If you’re like most business owners, you might not speak with your accountant until the middle of tax season. This won’t get you to star-client level. With a little effort, though, you can keep your tax adviser happy and motivated to do more for your company.
Keep Your Paperwork Organized
If you want to depress your accountant, give them a messy box of receipts a week before your return is due. When your records are disorganized, it will take your accountant longer to prepare your return, so they may charge more and you could miss your filing deadline. You’re also making it harder for them to find all your possible tax write-offs.
Spend time during the year organizing your books and expenses so the tax season goes more smoothly. Technology can help. For example, you could track receipts using an app like Expensify, which automatically organizes expenses by category.
Be Honest and Upfront
Your accountant is not there to judge you. If you’ve made tax mistakes in the past, don’t hide them because you’re embarrassed. Let’s say you didn’t properly pay some employees for their overtime because you didn’t understand the rules. This is a common problem, as roughly one out of three employers has faced an overtime dispute or prosecution, according to Intuit.
If you don’t tell your accountant about the problem and then the IRS or Department of Labor finds out, you’ll leave your accountant scrambling to fix things.
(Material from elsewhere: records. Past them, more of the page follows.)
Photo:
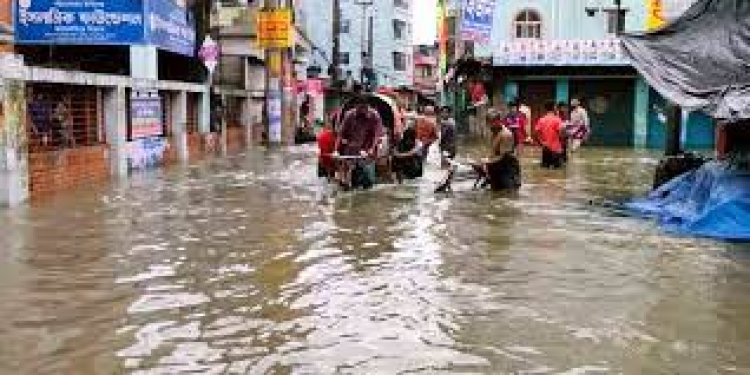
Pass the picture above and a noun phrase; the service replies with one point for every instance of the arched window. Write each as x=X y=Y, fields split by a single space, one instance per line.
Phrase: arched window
x=527 y=25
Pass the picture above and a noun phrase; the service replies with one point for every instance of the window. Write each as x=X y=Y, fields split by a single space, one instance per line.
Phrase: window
x=528 y=25
x=345 y=26
x=344 y=58
x=615 y=26
x=399 y=29
x=399 y=61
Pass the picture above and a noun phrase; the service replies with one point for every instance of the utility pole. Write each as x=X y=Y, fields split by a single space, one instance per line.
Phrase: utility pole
x=279 y=103
x=364 y=59
x=334 y=69
x=618 y=9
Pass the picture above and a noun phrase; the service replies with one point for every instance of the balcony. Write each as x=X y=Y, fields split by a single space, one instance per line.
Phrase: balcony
x=540 y=52
x=425 y=60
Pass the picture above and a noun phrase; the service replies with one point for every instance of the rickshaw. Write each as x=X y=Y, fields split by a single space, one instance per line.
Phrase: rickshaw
x=387 y=109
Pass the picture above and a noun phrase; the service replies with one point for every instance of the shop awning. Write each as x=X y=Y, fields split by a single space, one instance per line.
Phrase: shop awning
x=702 y=60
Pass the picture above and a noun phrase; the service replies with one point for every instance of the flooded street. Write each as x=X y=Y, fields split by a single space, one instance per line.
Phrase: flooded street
x=248 y=265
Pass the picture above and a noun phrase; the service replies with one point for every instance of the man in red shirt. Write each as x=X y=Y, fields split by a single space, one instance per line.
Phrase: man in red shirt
x=326 y=147
x=548 y=129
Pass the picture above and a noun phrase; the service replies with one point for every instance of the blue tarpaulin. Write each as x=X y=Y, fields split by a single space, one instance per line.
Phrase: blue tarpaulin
x=712 y=201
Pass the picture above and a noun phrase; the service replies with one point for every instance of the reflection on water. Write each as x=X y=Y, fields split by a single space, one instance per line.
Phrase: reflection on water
x=252 y=265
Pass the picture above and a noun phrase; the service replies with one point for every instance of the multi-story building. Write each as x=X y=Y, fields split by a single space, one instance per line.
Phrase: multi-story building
x=374 y=34
x=558 y=49
x=83 y=99
x=426 y=70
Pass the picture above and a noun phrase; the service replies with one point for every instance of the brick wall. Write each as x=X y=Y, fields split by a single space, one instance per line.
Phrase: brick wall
x=55 y=171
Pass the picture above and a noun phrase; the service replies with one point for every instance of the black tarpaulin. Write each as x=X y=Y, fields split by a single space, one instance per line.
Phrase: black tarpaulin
x=702 y=60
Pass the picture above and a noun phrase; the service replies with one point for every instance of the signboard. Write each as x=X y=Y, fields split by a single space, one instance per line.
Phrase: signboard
x=170 y=26
x=604 y=52
x=209 y=54
x=146 y=152
x=661 y=12
x=654 y=14
x=162 y=23
x=476 y=20
x=275 y=28
x=145 y=114
x=79 y=22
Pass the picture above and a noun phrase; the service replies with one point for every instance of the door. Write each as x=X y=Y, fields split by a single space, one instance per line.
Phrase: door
x=611 y=106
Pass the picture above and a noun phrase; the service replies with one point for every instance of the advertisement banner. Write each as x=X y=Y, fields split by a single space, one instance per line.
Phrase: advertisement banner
x=79 y=22
x=273 y=106
x=170 y=27
x=476 y=20
x=145 y=115
x=605 y=52
x=655 y=14
x=146 y=152
x=275 y=28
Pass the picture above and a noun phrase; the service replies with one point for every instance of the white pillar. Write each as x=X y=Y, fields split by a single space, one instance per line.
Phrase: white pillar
x=14 y=157
x=179 y=124
x=116 y=128
x=204 y=112
x=247 y=120
x=144 y=62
Not to mention, your business will face more serious trouble and fines.
Instead, let your accountant know so they can handle the problem. They can amend your past returns, catch you up on missed payments, and work through government forgiveness programs to spare your business future headaches.
Explain Your Long-Term Goals
You might know where you’d like to take your business in the next five years, but does your accountant? Rather than only discussing your tax needs for this year, ask for a meeting to discuss your long-term goals as well, whether it’s launching a new location, hiring more staff or taking out a loan to buy new equipment.
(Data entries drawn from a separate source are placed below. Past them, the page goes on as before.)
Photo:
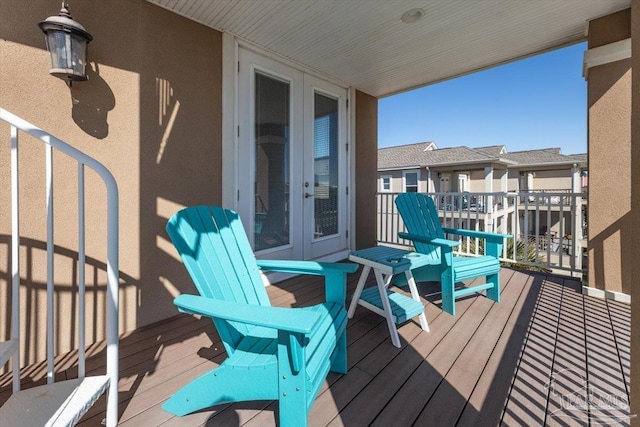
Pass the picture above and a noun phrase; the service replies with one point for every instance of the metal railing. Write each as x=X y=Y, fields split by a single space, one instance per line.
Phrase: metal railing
x=54 y=145
x=548 y=228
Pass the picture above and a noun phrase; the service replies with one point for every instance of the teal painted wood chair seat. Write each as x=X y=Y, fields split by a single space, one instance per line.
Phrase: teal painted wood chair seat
x=274 y=353
x=420 y=216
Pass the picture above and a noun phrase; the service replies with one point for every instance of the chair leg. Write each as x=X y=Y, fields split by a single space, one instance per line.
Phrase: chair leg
x=339 y=363
x=222 y=385
x=494 y=293
x=448 y=287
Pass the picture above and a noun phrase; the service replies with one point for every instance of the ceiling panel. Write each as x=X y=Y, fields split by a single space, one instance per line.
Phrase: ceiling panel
x=365 y=44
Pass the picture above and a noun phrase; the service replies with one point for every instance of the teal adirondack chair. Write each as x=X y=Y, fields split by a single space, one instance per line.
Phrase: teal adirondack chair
x=274 y=353
x=421 y=219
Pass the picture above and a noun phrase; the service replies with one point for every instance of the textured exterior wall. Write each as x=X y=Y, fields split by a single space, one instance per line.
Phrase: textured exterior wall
x=609 y=130
x=151 y=112
x=366 y=168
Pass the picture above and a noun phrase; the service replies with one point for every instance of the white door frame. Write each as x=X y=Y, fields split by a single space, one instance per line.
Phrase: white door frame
x=230 y=141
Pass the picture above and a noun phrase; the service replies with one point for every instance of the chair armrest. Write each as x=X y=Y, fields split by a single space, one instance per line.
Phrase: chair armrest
x=307 y=267
x=478 y=234
x=285 y=319
x=428 y=240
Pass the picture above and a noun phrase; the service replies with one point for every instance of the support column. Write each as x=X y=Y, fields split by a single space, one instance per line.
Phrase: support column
x=634 y=236
x=488 y=188
x=607 y=68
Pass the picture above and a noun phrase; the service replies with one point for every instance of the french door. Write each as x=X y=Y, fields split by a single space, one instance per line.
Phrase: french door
x=292 y=160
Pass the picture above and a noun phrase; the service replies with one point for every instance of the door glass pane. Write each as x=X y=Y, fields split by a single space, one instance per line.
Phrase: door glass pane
x=325 y=156
x=272 y=121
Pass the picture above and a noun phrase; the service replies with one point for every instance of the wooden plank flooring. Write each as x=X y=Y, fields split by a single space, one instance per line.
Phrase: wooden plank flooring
x=532 y=359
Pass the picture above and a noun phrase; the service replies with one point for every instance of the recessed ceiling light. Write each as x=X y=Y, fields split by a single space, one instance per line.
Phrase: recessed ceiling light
x=412 y=15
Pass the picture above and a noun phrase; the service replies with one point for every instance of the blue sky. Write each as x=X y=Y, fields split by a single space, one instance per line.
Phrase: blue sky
x=538 y=102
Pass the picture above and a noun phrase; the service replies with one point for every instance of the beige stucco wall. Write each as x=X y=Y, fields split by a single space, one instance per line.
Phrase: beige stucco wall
x=151 y=112
x=634 y=236
x=366 y=168
x=609 y=130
This way, they can proactively start figuring out the tax needs for your future goals. At the same time, this discussion shows that you understand the importance of accounting for small business owners and that you’re looking to develop a long-term accountant-client relationship, rather than a one-time return before you jump to another tax advisor.
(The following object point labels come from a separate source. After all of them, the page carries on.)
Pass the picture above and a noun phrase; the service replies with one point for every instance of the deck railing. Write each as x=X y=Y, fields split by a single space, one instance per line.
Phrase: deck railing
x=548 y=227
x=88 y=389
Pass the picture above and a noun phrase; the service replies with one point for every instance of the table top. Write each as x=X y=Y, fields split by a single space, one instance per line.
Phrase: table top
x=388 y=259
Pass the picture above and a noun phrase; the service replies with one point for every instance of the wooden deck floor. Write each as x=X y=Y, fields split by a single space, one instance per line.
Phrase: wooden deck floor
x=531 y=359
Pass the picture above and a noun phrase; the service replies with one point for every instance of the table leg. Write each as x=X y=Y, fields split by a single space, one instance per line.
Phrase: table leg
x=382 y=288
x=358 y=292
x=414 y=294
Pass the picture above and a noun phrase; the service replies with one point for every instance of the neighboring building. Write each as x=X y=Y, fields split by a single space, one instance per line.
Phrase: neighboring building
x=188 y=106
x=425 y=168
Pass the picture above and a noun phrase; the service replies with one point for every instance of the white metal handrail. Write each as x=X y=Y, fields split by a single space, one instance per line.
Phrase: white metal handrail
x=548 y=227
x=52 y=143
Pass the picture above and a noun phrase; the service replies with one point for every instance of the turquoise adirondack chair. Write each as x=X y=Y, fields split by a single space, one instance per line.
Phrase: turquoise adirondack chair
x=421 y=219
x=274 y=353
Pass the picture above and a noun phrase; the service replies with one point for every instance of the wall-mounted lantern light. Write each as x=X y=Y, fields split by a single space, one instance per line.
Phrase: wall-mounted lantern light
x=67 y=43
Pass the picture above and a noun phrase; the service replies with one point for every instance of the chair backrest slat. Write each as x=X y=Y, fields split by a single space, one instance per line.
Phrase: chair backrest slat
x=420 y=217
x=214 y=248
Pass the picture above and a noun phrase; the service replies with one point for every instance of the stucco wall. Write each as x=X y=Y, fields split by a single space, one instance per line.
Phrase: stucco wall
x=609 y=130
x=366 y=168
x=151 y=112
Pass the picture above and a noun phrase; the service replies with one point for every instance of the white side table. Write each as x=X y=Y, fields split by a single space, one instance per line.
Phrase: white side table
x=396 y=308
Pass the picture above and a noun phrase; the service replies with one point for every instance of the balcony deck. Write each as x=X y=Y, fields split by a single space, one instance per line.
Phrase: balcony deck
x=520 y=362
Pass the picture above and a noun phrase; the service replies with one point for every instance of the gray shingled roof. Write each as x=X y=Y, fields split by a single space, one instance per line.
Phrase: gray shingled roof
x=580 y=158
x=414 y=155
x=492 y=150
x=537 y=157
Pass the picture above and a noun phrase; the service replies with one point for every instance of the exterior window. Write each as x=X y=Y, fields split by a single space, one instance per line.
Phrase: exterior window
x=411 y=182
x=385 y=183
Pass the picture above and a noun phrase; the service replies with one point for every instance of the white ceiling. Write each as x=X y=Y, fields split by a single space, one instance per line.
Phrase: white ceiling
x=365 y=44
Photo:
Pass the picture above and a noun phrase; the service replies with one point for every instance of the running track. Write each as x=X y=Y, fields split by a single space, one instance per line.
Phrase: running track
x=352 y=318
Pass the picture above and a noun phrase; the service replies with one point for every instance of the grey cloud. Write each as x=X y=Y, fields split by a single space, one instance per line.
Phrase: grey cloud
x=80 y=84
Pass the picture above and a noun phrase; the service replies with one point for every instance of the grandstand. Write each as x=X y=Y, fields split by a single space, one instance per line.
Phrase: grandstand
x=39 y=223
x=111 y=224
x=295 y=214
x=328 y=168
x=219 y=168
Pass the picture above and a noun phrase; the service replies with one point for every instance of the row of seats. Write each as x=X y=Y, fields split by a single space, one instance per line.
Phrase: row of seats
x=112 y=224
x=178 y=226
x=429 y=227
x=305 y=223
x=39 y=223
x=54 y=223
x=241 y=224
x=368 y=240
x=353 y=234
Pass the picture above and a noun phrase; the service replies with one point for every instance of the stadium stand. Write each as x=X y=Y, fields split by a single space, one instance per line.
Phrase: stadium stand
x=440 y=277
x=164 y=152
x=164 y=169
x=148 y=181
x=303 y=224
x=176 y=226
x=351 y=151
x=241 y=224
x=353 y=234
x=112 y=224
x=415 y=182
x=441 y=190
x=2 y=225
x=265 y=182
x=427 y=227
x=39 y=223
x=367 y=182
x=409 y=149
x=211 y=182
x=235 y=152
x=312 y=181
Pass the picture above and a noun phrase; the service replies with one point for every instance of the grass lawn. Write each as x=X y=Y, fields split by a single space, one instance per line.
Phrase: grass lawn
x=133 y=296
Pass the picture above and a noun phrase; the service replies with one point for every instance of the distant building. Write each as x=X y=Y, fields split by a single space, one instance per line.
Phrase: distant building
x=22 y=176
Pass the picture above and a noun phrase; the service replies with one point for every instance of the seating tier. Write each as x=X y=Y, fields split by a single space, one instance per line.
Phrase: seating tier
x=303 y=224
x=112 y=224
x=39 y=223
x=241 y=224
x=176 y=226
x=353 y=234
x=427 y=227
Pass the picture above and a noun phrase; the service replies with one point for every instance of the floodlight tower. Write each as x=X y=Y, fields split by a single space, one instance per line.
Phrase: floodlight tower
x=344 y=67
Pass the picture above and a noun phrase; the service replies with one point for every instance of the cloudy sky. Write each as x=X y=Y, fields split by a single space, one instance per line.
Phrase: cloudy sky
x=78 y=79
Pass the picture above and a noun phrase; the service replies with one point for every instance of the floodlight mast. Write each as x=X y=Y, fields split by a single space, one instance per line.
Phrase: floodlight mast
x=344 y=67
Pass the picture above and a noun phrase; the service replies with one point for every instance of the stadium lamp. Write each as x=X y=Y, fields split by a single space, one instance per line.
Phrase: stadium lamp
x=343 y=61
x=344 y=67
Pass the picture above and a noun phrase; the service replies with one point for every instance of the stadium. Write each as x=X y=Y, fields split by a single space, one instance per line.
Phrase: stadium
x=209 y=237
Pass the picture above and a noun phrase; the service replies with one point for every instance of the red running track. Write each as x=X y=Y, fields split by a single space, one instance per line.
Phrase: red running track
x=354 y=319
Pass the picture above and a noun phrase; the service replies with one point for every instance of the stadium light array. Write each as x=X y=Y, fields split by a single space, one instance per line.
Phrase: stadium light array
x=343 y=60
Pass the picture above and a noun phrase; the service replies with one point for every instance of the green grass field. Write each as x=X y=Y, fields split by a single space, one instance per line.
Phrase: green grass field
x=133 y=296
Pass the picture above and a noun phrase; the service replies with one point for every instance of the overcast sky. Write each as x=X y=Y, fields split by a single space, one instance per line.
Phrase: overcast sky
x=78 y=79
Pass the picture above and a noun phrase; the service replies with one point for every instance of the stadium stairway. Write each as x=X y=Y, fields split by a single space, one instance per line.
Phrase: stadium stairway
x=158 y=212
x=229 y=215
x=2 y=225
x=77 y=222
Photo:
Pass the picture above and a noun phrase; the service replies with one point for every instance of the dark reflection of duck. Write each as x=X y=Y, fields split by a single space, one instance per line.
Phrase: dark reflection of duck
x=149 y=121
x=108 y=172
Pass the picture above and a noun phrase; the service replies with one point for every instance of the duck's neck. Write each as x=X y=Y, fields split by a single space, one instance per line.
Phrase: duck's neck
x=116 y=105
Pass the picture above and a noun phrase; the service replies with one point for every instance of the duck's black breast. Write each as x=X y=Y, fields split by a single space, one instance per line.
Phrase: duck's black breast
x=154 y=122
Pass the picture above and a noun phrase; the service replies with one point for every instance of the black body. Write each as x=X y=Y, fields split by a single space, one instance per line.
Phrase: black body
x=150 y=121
Stay In Touch Outside of Tax Season
The typical accountant is busiest from January through mid-April, peak tax season. This is not a good time for a relaxed, “get to know you” meeting. But if you call up your accountant one morning in July, that’s when they might be able to schedule a leisurely coffee just to talk.
They’ll appreciate the chance to get to know you as a person, rather than just numbers on a page. The off-season is also a good time to discuss your long-term goals and strategic needs, like going over your financial projections to see how you can free up more cash flow.
Find Opportunities to Help
If you’re pleased with your accountant’s work, don’t keep it a secret. Give them a call and tell them how happy you are, especially given the importance of accounting for small business success. You could also offer them a testimonial to help with their marketing. Even better, if you ever find an opportunity to refer a new client to them, they’ll be ecstatic.
Not only will a referral turbocharge your standing in their eyes, chances are they’ll return the favor and look for ways to grow your company as well. It never hurts to be on the good side of a professional working with many other local business owners.
By making these small investments in the accountant-client relationship, you’ll make sure they go the extra mile for your business.